Yields: 4 servings
1 lb. boneless skinless chicken breast (see note)
½ tsp. salt
3 tbsp. oil
2 tbsp. butter
5 tbsp. all-purpose flour
2 c. chicken stock, sodium free
1 c. skim milk
½ tsp. ground thyme
½ tsp. black pepper
½ tsp. garlic powder
1½ c. broccoli florets
1 c. shredded cheese (see note)
¼ c. mayonnaise
2 tsp. prepared mustard
Preheat oven to 375F. Coat an 8"x8" baking dish with cooking spray. Place the chicken breast in a medium skillet. Add enough water to cover (or almost cover) the chicken.
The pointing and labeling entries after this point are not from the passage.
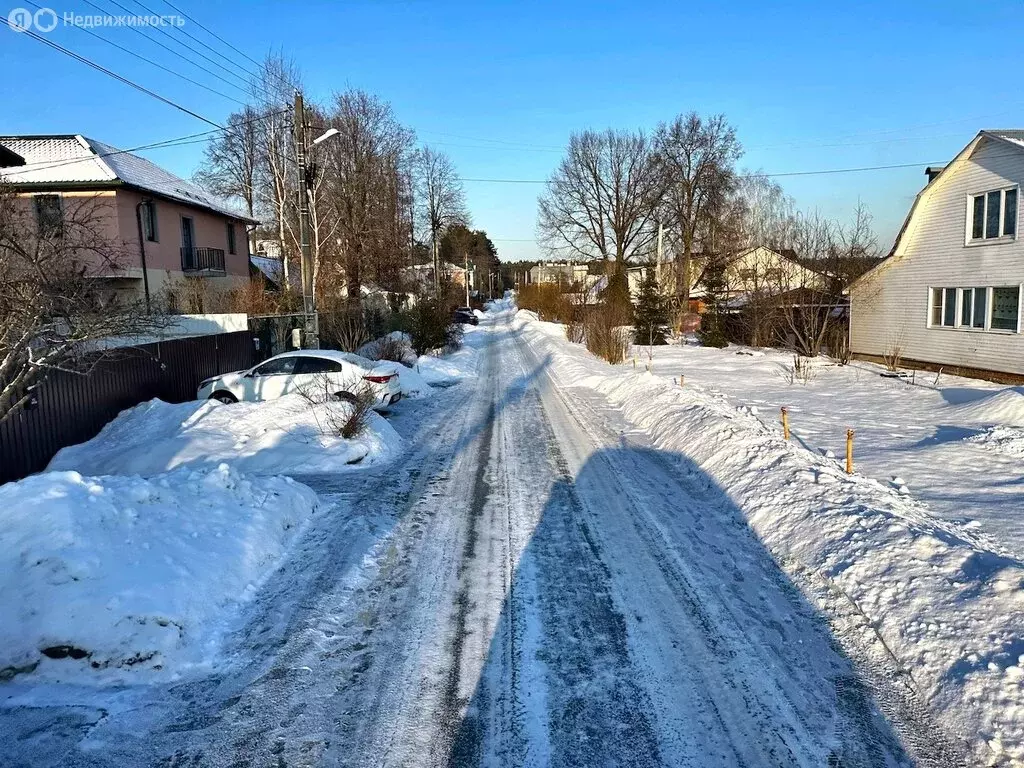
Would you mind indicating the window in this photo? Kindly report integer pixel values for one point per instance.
(980, 308)
(148, 212)
(1006, 302)
(973, 303)
(307, 366)
(993, 214)
(276, 367)
(49, 215)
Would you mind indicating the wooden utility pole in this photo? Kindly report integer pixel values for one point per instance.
(308, 300)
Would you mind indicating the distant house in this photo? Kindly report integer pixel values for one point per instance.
(168, 227)
(424, 273)
(949, 293)
(561, 272)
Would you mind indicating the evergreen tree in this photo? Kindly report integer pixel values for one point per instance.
(712, 333)
(650, 315)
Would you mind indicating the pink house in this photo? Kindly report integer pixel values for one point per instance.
(169, 228)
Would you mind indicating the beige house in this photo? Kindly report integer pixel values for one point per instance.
(949, 293)
(169, 228)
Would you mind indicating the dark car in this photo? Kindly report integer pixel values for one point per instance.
(465, 315)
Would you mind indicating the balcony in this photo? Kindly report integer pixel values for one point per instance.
(203, 260)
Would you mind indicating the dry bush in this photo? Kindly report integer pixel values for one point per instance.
(254, 298)
(344, 422)
(893, 354)
(429, 326)
(605, 336)
(548, 301)
(344, 330)
(803, 370)
(839, 344)
(390, 348)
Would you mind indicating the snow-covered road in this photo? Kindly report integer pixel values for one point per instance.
(529, 584)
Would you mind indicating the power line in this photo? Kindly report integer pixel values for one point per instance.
(100, 68)
(193, 37)
(741, 175)
(211, 33)
(168, 35)
(147, 60)
(192, 138)
(139, 32)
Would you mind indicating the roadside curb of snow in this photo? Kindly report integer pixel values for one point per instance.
(942, 605)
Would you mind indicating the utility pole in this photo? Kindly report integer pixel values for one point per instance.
(657, 264)
(308, 300)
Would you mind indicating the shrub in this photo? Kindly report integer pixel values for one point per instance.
(347, 420)
(605, 336)
(547, 300)
(429, 326)
(392, 348)
(576, 331)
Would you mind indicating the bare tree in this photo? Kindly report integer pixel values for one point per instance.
(231, 162)
(272, 92)
(600, 201)
(366, 167)
(53, 304)
(696, 158)
(833, 255)
(440, 198)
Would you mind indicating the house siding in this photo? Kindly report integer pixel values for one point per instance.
(891, 305)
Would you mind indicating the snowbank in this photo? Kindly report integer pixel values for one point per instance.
(950, 609)
(282, 436)
(450, 369)
(371, 349)
(102, 577)
(1008, 440)
(1004, 407)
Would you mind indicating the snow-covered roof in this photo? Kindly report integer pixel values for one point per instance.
(1013, 135)
(53, 161)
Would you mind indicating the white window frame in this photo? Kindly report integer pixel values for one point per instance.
(969, 239)
(957, 316)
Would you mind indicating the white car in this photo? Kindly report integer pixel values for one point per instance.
(317, 372)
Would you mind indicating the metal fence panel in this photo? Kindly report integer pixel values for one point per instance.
(72, 408)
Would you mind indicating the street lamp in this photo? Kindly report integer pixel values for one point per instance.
(308, 297)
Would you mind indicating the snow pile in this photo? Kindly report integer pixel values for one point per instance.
(281, 436)
(450, 369)
(102, 577)
(1008, 440)
(372, 349)
(949, 607)
(413, 385)
(1004, 407)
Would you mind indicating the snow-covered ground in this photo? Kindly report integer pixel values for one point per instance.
(128, 558)
(944, 595)
(284, 436)
(935, 439)
(110, 578)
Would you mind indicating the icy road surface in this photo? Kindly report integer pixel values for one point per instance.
(527, 585)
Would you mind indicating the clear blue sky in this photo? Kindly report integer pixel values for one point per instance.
(500, 86)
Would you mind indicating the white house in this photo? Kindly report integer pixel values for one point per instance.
(949, 293)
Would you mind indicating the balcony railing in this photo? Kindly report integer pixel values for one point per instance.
(202, 259)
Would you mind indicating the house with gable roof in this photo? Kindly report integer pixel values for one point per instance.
(949, 294)
(169, 228)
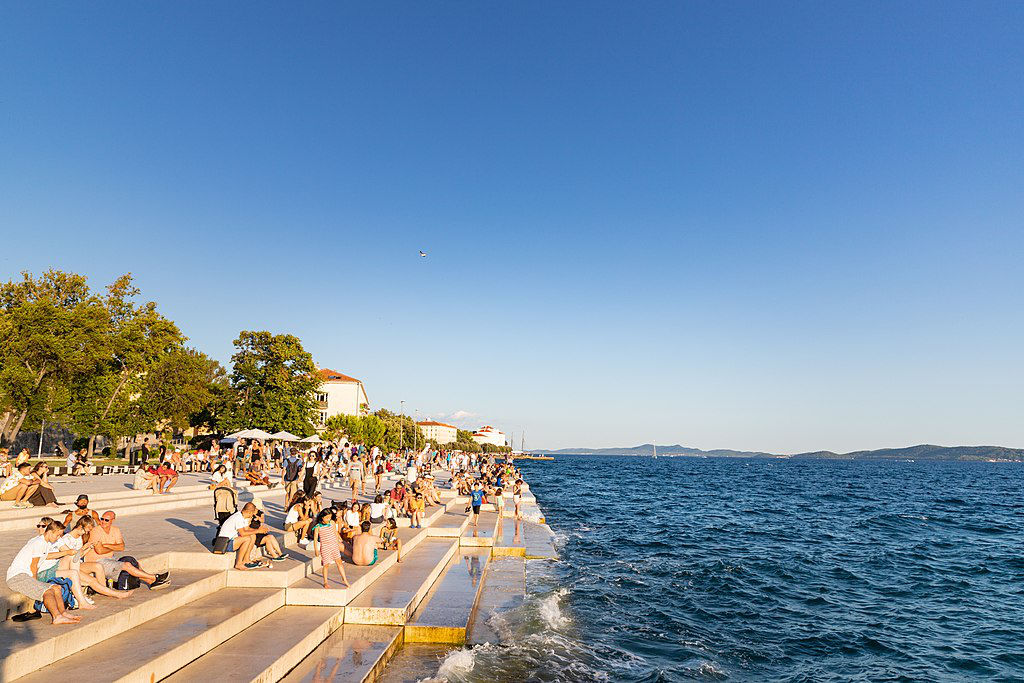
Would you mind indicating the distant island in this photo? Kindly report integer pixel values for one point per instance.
(923, 452)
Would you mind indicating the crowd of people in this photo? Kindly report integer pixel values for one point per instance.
(69, 560)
Bring to a simmer over high heat. Cover and reduce heat to low. Simmer gently until the chicken is fully cooked (internal temperature of 165F). This should take about 10 to 12 minutes. Drain and allow to rest for 5 minutes, then slice into bite-size pieces.
Heat oil and butter in the same skillet, allowing it to melt. Once melted, stir in the flour and whisk, to cook the raw taste out of the flour.
Once the roux has darkened just a bit (light golden) slowly whisk in the chicken broth, milk, and spices. Continue stirring until the liquid is brought to a simmer. At this point, the liquids should begin to seem a bit thicker.
The sauce should be able to coat the back of a spoon without coming together when divided.
Once simmering, add the broccoli and return to a simmer (1 to 2 minutes).
Remove from the heat and stir in ¾ of the cheese, mayonnaise, and mustard. In the prepared baking dish, spread half of the broccoli mixture over the bottom.
Next, add the chicken in an even layer.
Top with the remaining broccoli mixture.
Sprinkle over the remaining ¼ c. cheese. Bake for 20 minutes, or until bubbly; let stand for 10-15 minutes before serving!
I allowed it to cook for 17 minutes and then turned the broiler on to get nice brown cheese on top, about 3 minutes...SO delicious! I also prepared some egg noodles that were sprinkled with garlic powder and served this over them.
This recipe is a great idea to use up any leftover chicken that you have in your refrigerator, but if you want to begin by cooking the chicken, this recipe explains how.
For the cheese, I used a blend of four Italian cheeses; but you may use any cheese that you prefer!